Further Information
Property (T) and random quotients of hyperbolic groups
1:30
Calum Ashcroft (Cambridge)
In his original manuscript on hyperbolic groups, Gromov asked whether random quotients of non-elementary hyperbolic groups have Property (T). This question was later refined by Ollivier, and then answered in the case of random quotients of free groups by Zuk (and Kotowski--Kotowski).
In this talk we answer the Gromov--Ollivier question in the affirmative. We will discuss random quotients and some of their properties, in particular with relation to Property (T).

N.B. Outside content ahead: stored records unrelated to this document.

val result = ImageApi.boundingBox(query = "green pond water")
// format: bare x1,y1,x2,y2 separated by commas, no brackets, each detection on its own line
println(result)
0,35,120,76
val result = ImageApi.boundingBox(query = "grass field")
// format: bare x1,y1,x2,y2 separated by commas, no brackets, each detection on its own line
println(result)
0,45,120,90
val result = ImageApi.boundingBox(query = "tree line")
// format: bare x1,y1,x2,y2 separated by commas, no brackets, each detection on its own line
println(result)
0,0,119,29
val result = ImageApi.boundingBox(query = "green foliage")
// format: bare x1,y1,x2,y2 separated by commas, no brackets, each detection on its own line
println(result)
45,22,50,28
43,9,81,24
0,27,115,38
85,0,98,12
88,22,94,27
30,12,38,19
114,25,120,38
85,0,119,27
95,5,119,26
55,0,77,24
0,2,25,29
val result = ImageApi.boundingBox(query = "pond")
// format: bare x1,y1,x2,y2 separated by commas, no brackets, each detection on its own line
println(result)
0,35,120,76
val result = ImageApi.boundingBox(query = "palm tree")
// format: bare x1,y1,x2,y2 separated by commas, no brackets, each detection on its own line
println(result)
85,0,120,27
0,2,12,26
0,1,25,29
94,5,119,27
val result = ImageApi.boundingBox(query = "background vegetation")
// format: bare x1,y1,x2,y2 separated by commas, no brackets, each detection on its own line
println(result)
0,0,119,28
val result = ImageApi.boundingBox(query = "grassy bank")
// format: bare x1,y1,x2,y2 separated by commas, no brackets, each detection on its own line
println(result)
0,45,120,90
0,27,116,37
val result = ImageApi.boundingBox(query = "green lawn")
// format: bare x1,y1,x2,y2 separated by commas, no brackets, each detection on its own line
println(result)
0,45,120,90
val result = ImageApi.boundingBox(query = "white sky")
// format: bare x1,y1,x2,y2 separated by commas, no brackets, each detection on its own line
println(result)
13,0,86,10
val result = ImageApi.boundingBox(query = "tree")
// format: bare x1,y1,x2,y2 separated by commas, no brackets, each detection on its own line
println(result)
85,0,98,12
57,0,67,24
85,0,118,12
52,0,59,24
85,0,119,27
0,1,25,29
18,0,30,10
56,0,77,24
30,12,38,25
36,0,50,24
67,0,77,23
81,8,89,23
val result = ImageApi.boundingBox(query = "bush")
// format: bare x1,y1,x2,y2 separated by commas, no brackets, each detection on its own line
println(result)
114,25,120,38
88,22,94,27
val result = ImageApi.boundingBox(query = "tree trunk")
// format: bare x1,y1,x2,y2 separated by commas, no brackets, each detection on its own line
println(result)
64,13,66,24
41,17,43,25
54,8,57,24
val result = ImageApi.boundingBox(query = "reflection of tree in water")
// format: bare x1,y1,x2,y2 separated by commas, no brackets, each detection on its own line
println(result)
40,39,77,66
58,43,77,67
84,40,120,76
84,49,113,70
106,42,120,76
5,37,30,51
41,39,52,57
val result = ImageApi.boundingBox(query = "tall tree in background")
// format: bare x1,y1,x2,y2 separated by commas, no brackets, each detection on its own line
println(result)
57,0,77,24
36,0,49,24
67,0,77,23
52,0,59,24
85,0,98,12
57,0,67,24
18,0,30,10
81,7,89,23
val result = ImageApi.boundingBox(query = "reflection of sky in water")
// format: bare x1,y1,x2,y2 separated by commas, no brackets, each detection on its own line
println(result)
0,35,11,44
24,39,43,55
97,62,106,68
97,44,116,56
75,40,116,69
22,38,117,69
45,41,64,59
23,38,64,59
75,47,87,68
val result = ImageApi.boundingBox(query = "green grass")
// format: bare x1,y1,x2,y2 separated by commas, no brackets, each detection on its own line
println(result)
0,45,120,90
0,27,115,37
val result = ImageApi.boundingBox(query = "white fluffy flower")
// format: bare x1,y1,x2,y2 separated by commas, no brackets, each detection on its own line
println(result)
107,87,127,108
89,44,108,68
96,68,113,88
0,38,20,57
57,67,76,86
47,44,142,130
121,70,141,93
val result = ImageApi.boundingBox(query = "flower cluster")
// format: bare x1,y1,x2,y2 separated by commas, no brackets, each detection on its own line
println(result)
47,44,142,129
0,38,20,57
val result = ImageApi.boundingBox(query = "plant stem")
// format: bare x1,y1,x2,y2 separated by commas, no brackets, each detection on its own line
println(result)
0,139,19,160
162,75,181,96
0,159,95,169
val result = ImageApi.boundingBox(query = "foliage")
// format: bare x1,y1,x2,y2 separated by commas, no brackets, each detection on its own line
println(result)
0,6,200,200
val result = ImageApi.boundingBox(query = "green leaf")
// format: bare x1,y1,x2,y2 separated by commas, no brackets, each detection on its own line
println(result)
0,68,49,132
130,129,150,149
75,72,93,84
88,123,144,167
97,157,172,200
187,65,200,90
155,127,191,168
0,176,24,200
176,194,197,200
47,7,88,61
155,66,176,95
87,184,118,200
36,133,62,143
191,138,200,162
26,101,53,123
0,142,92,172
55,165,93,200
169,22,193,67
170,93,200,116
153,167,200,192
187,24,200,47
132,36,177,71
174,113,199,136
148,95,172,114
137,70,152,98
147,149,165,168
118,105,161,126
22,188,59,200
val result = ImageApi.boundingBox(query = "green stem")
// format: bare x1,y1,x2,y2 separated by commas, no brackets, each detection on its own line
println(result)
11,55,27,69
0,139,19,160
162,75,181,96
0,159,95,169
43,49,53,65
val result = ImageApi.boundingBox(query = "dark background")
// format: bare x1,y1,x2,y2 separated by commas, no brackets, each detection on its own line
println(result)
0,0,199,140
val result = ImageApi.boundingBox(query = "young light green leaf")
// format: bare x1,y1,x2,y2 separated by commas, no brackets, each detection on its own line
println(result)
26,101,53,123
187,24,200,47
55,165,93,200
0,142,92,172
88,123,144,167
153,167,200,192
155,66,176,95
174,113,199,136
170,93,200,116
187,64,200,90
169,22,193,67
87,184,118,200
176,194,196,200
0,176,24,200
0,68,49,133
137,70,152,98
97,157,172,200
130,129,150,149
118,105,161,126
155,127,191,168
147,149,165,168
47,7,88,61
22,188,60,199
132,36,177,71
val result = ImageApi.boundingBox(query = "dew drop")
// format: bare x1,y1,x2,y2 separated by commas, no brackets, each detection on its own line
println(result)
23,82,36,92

Connections between hyperbolic geometry and median geometry
2:45
Cornelia Drutu (Oxford)
In this talk I shall explain how groups endowed with various forms of hyperbolic geometry, from lattices in rank one simple groups to acylindrically hyperbolic groups, present various degrees of compatibility with the median geometry. This is joint work with Indira Chatterji, and with John Mackay.
TEA
3:45
Division, group rings, and negative curvature
4:00
Grigori Avramidi (Bonn)
In 1997 Delzant observed that fundamental groups of hyperbolic manifolds with large injectivity radius have nicely behaved group rings. In particular, these rings have no zero divisors and only the trivial units. In this talk I will explain how to extend this observation to show such rings have a division algorithm (generalizing the division algorithm for group rings of free groups discovered by Cohn) and that these group rings have``freedom theorems’’ showing that all of their ideals that are generated by few elements are free, where the specific value of `few’ depends on the injectivity radius of the manifold (which can be viewed as generalizations from subgroups to ideals of some freedom theorems of Delzant and Gromov). This has geometric consequences to the homotopy classification of 2-complexes with surface fundamental groups and to complexity of cell structures on hyperbolic manifolds.